Los grandes fondos de inversión internacionales no suelen prestar demasiada atención a una u otra empresa mexicana en particular. En su lugar compran el MSCI Mexico Index o el MSCI Emerging Markets, lo cual supone que muchísimos millones de dólares extranjeros acaban en acciones de empresas mexicanas.
Si el MSCI en un momento dado reduce la calificación de México por un simple cambio en la ponderación de sus listas, esto hace que muchos fondos vendan automáticamente. Esto explica por qué a veces la bolsa mexicana cae sin una explicación aparente, por un simple cambio de “opinión” en las oficinas de MSCI.

Cómo invertir en el MSCI
Aquí pasamos de la teoría a la práctica. Tú no puedes “comprar el índice MSCI” directamente, porque se trata de nada más que una lista que se va actualizando cada poco. Lo que compras son ETFs (Exchange Traded Funds) que replican estos índices.
Gracias al SIC (Sistema Internacional de Cotizaciones) puedes comprar acciones extranjeras en pesos desde México. Puedes acceder a ETFs desde prácticamente cualquier casa de bolsa.
Los riesgos asociados
Nada es perfecto, y por ello confiar ciegamente en los índices elaborados por esta empresa no es una apuesta segura. Los inversionistas con una buena educación financiera comprenden que existen ciertos riesgos cuando hacemos esto:
- Concentración: En el índice MSCI World, las empresas tecnológicas de EEUU (entre ellas las 7 Magníficas) tienen un peso titánico. Crees que estás diversificado en 23 países, pero tu rentabilidad depende en gran medida de lo que pase en Silicon Valley.

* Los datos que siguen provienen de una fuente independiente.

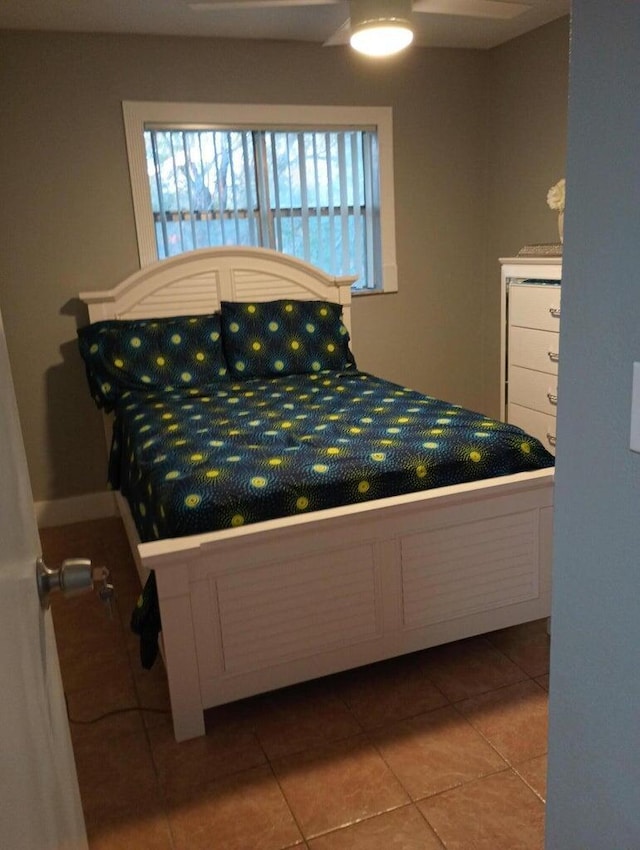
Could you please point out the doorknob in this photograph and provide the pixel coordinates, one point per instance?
(75, 575)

- El efecto espejo: Los índices miran al pasado (empresas que ya son grandes) y a veces tardan en incluir a los agentes que están explotando, o tardan en sacar a empresas que van en decadencia.

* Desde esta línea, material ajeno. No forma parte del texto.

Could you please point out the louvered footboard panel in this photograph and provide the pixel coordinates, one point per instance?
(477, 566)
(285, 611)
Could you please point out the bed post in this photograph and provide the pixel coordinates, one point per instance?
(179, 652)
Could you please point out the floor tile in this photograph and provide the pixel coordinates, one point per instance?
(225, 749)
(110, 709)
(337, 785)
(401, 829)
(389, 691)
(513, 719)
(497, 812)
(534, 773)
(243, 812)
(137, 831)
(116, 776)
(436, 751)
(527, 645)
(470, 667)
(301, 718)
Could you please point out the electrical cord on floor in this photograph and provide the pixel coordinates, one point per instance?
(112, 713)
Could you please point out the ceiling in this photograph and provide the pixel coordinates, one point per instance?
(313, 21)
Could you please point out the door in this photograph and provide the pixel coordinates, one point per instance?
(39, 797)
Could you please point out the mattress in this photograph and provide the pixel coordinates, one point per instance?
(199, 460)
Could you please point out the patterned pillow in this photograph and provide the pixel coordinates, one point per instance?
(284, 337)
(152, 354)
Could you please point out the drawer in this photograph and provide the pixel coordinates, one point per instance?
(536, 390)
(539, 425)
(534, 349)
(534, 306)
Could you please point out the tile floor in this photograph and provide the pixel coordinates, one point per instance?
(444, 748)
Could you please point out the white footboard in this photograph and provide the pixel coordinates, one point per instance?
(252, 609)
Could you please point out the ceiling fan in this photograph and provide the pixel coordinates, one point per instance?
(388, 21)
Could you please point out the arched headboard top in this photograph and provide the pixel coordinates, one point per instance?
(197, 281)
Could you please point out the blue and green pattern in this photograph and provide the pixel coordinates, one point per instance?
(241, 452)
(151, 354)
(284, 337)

- Riesgo político de las emergentes: En el MSCI Emerging Markets, China tiene un peso enorme (25%-30%), pero si inviertes en este índice una gran parte de tu dinero está expuesta a las decisiones del gobierno chino, brasileño, etc.
Conclusión
El MSCI te permite diversificar de forma muy sencilla. Comprar con MSCI World no incluye a México, pero sí a un gran número de empresas de muchos países distintos. Además, si quieres apostar por un índice muy diversificado que incluya a México, tienes la opción del MSI Emerging Markets.
Sin embargo y como siempre, recuerda que ninguna rentabilidad pasada garantiza rendimientos futuros: Te recomendamos tomar las decisiones de forma tranquila y analítica, ya que ninguna inversión es 100% segura.